I've always known that the other three are closer and it's never really bothered me too much, except on a couple of occasions when they were getting together and I only got an invite at very short notice. Too short notice to be able to arrange to attend. This bothered me at the time (it's happened 2 or 3 times) precisely because we usually make arrangements at least a few days in advance to make sure everyone can attend with work and childcare to arrange, etc, and I got the invite at such short notice I couldn't go, even though I am almost certain the meeting would have been arranged days in advance so the others could all make it. I put it down to being forgotten about, but it hurt. I didn't make an issue at these times but once I did say that had I been given notice at the time it was arranged I would have been able to make it. Met with silence.
Anyhow, I've been a bit off the social scene for a while due to being pregnant and breastfeeding (sometimes both at same time) for the last couple of years, but we still are regularly in touch on WhatsApp, via text and meeting up at each other's houses or going for lunch where I could bring baby along for feeds, etc. They went out in evenings drinking (not particularly often as they're all busy girls too) and I never minded missing out on the boozy do's really.
DC2 is now 1 and weaned and I'm making it back out for nights out. A recent special night out took place as one of the group has in the last year emigrated abroad. She was back in the U.K. and this special night out for the four of us plus husbands was arranged and it was fab. Really enjoyed it. We posed for photos all the four girls together.

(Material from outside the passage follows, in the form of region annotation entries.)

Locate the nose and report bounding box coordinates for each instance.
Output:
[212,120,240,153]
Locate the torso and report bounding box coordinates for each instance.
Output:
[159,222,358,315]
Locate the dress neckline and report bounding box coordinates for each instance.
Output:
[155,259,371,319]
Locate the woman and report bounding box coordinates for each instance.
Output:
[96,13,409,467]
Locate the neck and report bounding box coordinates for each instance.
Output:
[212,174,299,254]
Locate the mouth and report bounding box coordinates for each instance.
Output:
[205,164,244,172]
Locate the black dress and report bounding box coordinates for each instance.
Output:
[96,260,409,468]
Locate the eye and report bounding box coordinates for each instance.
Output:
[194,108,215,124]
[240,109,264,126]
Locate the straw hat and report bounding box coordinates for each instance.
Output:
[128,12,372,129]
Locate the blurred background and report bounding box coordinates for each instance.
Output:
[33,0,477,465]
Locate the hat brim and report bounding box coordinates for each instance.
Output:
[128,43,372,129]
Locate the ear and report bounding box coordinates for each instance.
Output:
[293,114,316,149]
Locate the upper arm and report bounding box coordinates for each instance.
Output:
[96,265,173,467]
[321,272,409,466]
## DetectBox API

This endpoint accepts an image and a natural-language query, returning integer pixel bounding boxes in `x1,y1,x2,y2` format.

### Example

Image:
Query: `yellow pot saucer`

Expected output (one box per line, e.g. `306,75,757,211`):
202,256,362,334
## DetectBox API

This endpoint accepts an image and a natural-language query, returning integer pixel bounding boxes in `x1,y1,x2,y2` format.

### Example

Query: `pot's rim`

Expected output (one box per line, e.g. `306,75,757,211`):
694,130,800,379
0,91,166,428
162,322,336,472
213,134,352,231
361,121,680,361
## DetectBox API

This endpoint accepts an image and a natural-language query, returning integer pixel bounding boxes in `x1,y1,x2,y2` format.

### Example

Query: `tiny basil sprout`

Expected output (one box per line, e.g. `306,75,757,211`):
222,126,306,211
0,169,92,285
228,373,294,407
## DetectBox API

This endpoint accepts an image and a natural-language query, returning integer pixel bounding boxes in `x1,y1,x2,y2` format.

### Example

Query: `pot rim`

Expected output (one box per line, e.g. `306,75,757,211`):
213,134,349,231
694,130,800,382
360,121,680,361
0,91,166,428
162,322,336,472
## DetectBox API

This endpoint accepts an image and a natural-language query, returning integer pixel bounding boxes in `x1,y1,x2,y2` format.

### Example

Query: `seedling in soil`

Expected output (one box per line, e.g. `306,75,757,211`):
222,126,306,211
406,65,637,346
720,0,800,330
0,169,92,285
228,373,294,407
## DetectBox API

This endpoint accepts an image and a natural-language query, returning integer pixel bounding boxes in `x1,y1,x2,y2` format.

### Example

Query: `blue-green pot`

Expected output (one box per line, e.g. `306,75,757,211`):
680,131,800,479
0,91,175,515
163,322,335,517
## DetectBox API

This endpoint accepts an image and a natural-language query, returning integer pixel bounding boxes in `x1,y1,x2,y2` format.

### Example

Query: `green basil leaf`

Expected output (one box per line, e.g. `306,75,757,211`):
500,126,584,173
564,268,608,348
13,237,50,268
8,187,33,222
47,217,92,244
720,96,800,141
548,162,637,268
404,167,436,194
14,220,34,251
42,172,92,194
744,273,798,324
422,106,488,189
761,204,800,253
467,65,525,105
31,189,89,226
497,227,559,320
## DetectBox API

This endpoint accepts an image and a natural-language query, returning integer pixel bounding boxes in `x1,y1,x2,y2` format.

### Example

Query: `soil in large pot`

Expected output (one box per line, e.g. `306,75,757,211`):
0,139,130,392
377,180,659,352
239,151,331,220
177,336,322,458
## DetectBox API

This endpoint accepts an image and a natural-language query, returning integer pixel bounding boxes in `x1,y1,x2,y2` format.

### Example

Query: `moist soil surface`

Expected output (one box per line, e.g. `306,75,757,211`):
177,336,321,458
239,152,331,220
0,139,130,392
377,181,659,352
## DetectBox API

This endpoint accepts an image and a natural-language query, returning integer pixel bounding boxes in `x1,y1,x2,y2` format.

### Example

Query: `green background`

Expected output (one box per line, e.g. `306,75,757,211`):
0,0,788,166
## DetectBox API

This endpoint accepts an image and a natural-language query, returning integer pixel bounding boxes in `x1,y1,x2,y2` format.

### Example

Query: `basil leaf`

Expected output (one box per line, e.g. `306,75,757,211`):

Now it's one of the girls birthday coming up. I texted another of the group to send me some photos of us all on our night out so I can have one printed and framed specially for the birthday girl and offered to get a copy printed for her as well. She knew what I wanted the photos for. She sent a few pics to me but the last one was a group shot of all of us that had been cropped so I was not in it. It was just the three of them, blown up and angled so I was completely cropped out of it.
Now I know they're closer and I'm fine with that but I'm rejoining the nights out part of our socialising and now feel like I'm not regarded as one of the group. Not sure what this means but I am aware that they see themselves as the real deal and me as a bit of a spare part.
This re-enforces my slightly hurt feelings about being forgotten to be invited to daytime get togethers in the past. Aibu to feel really hurt??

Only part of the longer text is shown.